Como a escola pode oferecer sentido de futuro a crianças e adolescentes em meio a uma sociedade marcada pela violência e pela desproteção?

“Nesse contexto, a habilidade do educador em mediar conflitos é colocada à prova todos os dias”, diz Doug. “Tem aluno que diz que a polícia está certa e tem que entrar atirando, tem outro que acha que está errado, e você precisa mediar a situação na sala de aula para que não gere um conflito desnecessário”, explica.
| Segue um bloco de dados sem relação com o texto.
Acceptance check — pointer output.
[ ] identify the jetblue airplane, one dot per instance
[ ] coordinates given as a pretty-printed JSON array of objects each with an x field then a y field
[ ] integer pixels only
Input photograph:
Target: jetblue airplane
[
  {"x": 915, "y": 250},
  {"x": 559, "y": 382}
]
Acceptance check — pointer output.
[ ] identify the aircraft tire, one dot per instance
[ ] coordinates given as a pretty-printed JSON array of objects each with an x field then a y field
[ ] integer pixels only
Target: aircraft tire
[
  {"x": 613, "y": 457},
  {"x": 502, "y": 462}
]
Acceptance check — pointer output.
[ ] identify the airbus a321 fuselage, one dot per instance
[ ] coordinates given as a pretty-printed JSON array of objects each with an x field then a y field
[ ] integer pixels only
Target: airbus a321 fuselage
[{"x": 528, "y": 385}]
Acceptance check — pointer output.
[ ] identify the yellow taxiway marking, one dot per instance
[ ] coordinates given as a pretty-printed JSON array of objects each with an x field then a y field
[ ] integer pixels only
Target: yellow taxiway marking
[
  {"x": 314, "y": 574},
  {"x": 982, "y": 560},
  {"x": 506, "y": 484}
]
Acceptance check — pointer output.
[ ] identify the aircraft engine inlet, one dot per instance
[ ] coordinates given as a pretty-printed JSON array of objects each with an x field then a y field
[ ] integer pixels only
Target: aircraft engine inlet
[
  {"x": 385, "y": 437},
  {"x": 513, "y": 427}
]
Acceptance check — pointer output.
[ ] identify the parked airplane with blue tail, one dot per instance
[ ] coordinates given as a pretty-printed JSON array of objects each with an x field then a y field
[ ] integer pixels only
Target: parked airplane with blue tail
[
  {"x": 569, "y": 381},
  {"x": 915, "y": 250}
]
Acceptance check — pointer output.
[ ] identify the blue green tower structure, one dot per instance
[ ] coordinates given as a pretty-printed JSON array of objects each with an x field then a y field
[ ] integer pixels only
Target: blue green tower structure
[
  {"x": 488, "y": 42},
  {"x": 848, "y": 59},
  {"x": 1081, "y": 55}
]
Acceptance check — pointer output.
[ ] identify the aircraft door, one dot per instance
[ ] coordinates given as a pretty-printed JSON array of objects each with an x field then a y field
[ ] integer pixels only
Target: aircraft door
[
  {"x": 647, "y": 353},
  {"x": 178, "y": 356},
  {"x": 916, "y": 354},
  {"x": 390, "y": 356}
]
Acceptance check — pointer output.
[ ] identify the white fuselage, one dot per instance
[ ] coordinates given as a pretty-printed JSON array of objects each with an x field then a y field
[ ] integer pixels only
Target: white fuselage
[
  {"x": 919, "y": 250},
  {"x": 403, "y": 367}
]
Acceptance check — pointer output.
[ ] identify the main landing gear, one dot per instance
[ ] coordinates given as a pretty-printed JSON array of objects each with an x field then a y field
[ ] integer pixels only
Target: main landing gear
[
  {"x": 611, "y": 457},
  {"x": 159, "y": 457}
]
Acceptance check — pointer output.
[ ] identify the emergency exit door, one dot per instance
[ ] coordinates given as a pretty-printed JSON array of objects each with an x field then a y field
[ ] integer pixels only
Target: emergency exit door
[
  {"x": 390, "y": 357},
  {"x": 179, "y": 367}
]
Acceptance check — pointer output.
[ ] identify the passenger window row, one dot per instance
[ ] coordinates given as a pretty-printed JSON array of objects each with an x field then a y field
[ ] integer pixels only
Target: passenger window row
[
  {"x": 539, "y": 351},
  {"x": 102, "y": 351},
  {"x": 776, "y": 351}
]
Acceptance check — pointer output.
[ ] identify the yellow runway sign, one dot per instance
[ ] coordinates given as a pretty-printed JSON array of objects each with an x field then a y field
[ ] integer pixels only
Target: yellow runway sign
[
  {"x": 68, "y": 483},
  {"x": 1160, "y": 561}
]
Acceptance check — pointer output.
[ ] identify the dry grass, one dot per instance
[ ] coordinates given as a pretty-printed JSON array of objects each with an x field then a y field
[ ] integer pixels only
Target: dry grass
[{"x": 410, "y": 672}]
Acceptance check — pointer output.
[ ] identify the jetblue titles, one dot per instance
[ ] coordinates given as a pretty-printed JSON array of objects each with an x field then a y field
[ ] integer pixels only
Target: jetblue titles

Mais do que ensinar, o desafio é escutar e cuidar das pessoas, como apontam especialistas em educação socioemocional e estudos de grandes organizações dedicadas à proteção de crianças e adolescentes, destacados nesta reportagem.Essa responsabilidade, porém, não pode recair apenas sobre professores e gestores.

Garantir o direito de aprender exige o envolvimento de toda a sociedade – famílias, comunidades, redes de proteção e políticas públicas.

“As escolas precisam se perguntar constantemente como está a autoestima desses estudantes”, afirma Paulo. “Elas precisam de políticas de suporte psicológico, de acolhimento e de segurança que não passem pela militarização. Precisam ser espaços de resistência afetiva e democrática em meio à barbárie.”Em meio à violência e à incerteza, fortalecer vínculos é sempre o primeiro passo.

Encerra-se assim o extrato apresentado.